Sensors (Basel). 2020 Aug 18;20(16):4634. doi: 10.3390/s20164634.

Abstract

Wind has a significant influence on the operational flight safety. To quantify the influence of the wind characteristics, a wind series generator is required in simulations. This paper presents a method to model the stochastic wind based on operational flight data using the Karhunen-Loève expansion. The proposed wind model allows us to generate new realizations of wind series, which follow the original statistical characteristics.
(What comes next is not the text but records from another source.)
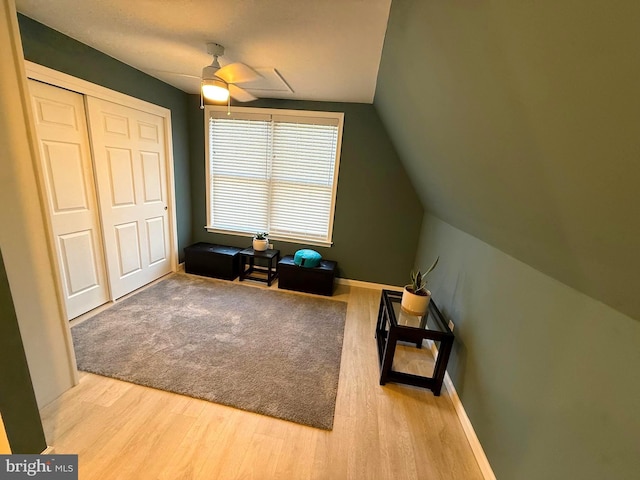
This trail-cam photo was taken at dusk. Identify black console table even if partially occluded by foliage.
[376,290,454,396]
[240,248,280,286]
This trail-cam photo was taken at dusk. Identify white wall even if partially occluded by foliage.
[0,0,76,407]
[417,214,640,480]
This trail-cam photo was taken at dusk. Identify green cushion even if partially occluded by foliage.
[293,249,322,268]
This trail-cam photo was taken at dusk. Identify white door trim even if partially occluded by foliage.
[24,60,178,290]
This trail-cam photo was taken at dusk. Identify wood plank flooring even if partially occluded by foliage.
[41,285,482,480]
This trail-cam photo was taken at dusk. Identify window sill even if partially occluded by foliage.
[204,225,333,248]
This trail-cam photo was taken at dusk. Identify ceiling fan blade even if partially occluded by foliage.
[229,84,258,102]
[149,68,200,78]
[216,62,262,83]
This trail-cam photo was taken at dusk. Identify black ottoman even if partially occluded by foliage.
[184,242,242,280]
[278,255,338,296]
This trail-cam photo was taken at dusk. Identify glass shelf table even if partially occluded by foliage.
[376,290,454,396]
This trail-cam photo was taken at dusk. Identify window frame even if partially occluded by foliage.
[204,105,344,247]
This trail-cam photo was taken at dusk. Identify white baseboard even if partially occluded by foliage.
[429,341,496,480]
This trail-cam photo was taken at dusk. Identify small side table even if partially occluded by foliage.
[240,247,280,286]
[376,290,454,396]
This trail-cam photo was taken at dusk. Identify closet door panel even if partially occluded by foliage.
[29,80,109,320]
[87,97,171,299]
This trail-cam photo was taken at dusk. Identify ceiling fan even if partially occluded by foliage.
[200,43,262,108]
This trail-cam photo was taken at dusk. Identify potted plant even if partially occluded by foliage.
[253,232,269,252]
[400,257,440,316]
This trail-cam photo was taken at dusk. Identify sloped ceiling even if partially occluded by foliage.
[16,0,391,103]
[374,0,640,320]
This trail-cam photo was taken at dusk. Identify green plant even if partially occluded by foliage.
[410,257,440,295]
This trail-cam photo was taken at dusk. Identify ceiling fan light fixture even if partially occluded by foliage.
[202,78,229,102]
To improve the accuracy of this wind model, a vine copula is used in this paper to capture the high dimensional dependence among the random variables in the expansions. Besides, the proposed stochastic model based on the Karhunen-Loève expansion is compared with the well-known von Karman turbulence model based on the spectral representation in this paper. Modeling results of turbulence data validate that the Karhunen-Loève expansion and the spectral representation coincide in the stationary process. Furthermore, construction results of the non-stationary wind process from operational flights show that the generated wind series have a good match in the statistical characteristics with the raw data. The proposed stochastic wind model allows us to integrate the new wind series into the Monte Carlo Simulation for quantitative assessments.

Keywords: Karhunen–Loève Expansion; operational flight data; spectral representation; stochastic process; vine copula; wind model.